By Steve Orbanek
Marketing Communications Specialist, Penn State Behrend
For some kids, it’s Cartoon Network. For others, it’s Nickelodeon. For Joel Solomon, it was the Science channel?
“Growing up, I just always watched that channel,” says Solomon, who recently completed his junior year at Penn State Erie, The Behrend College. “I was fascinated by what humanity has been able to do over the years, and I knew that I wanted to be a part of that.”
Math and science resonated with Solomon, and that interest led the New Wilmington, Pa., native to Penn State Behrend. As he got older, he knew he wanted to pursue research in college, and he could think of no better destination than Behrend.
“Being able to get a great education at a small campus is great,” says Solomon, a physics major. “I was looking for a research-oriented institution, and Behrend is one of the few schools in the region that offers such opportunities. I know that with a degree from here, I can go anywhere that I choose.”
This past year, Solomon collaborated with Bruce Wittmershaus, associate professor of physics, on a research project titled, “Concentration Dependence of Coated Gold Nanoparticles for Metal Enhanced Fluorescence.” The project was recognized as the Best Poster Presentation this past April at the Sigma Xi Undergraduate Student Research and Creative Accomplishment Conference.
Undergraduate research has been a big part of his time at the college, but Solomon’s interests go beyond the academic realm. For the past three years, he’s been a goalie on the men’s soccer team. This past year, Solomon was inducted into Chi Alpha Sigma, a national society that honors collegiate student-athletes who excel in both the classroom and in athletic competition. The society recognizes student-athletes who received a varsity letter in their sport while maintaining a cumulative GPA of 3.4 or higher throughout their junior and/or senior years. Solomon is also a former AMCC All-Academic selection.
“I feel as if soccer complements my academics. Just being physically active helps me keep up with my coursework,” he says.
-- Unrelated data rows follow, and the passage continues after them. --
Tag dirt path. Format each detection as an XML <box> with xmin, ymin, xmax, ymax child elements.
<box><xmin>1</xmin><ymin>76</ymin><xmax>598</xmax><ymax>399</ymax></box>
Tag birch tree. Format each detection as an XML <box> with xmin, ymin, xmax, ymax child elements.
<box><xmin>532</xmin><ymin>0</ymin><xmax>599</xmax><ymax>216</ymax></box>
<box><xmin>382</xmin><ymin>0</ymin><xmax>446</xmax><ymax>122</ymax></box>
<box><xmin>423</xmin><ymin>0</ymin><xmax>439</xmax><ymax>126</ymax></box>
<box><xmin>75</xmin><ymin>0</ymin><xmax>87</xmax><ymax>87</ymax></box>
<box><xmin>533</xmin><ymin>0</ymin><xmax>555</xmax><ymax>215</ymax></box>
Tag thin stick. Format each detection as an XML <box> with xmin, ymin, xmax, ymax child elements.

Solomon’s accomplishments on the field and in the classroom played a key role in his receiving the 2014-15 T. Reed Ferguson Award last April at the college’s 66th annual Honors and Awards Convocation. The award recognizes a junior who has demonstrated scholarship, leadership and citizenship through academic and out-of-class involvement and gives promise of further achievement in the senior year.
“I was very happy to receive the award, and it was nice to know my work is paying off,” Solomon says. “It just reassured me that I’m on the right path, but I know there’s more that I can do.”
Solomon will get the chance to fulfill that promise of further achievement this fall, continuing his undergraduate research as the recipient of a grant to explore the topic of “Enhancing the Photostability of Fluorophores Using Metal Enhanced Fluorescence.”
For the future, Solomon plans to attend graduate school and possibly work with optics. His ultimate goal, though, has its roots in the programs he watched on Science as a boy.
“My dream job is always going to be something with NASA. I have always been fascinated by all of NASA’s accomplishments,” he says, “so that’s the dream, and that’s what I’ll keep working toward.”